Croatie-France : retour vers le futur

Pour leur 4e sortie en Ligue des nations, les Bleus veulent retrouver le chemin de la victoire en Croatie, afin de conserver intactes leurs chances de finir en tête de la poule.

 Antoine Griezmann retrouvera ce mercredi soir Luka Modric, perdant malheureux de la victoire (4-2) des Bleus en Coupe du monde il y a deux ans.
Antoine Griezmann retrouvera ce mercredi soir Luka Modric, perdant malheureux de la victoire (4-2) des Bleus en Coupe du monde il y a deux ans.  LP/Arnaud Journois

En passant par Zagreb, les Bleus goûtent à nouveau au monde d'avant. Il y a ce stade, posé en ville comme un vestige de l'architecture communiste, vieillot comme une enceinte pour amateurs, avec ses quatre tribunes distinctes, sans virage, son béton bleu et jaune qui le défigure à chaque endroit. On ne s'éclaire pas à la bougie mais avec quatre pylônes qui chauffent. Cela pourrait être un terrain du bord du périphérique parisien ou de la Creuse profonde, bref, qui sent le football de la sueur et de la buvette, pas vraiment du standing d'un vice-champion du monde. Dejan Lovren, l'ancien Lyonnais, s'en est même ému en conférence de presse.

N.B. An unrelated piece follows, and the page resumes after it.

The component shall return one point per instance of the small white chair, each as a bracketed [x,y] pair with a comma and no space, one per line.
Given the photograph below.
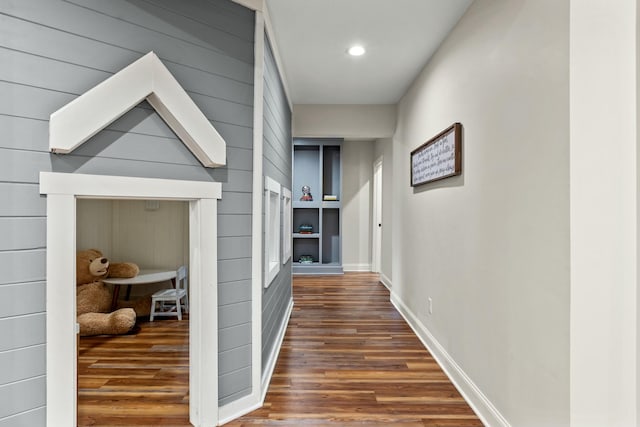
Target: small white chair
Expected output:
[172,295]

Il y aura du bruit aussi au stade Maksimir, avec la présence de 7000 personnes, une jauge qui rappelle presque une vie sans virus, dans une ville où le port du masque n'est pas obligatoire dans les rues, seulement dans les espaces confinés. Cela va donc ressembler à du foot à l'ancienne, avec des tacles et de la mauvaise foi, comme dans une chanson de Miossec d'il y a 20 ans rééditée en 2020.

En rembobinant dans leur vie passée, les Bleus auraient raison de retrouver leur allant des mois précédents la crise sanitaire. Tout est devenu dur, comme retrouver la foi, l'envie, les automatismes devant des tribunes vides et après des mois d'arrêt, mais c'est le moment de changer. La Croatie dispute sa dernière chance d'accrocher la tête du classement du groupe, conjointement dominé par le Portugal et la France. Il leur reste une voie et leur seule boussole consiste à gagner, aiguillé dans ce sens par Luka Modric, absent au Stade de France le 8 septembre.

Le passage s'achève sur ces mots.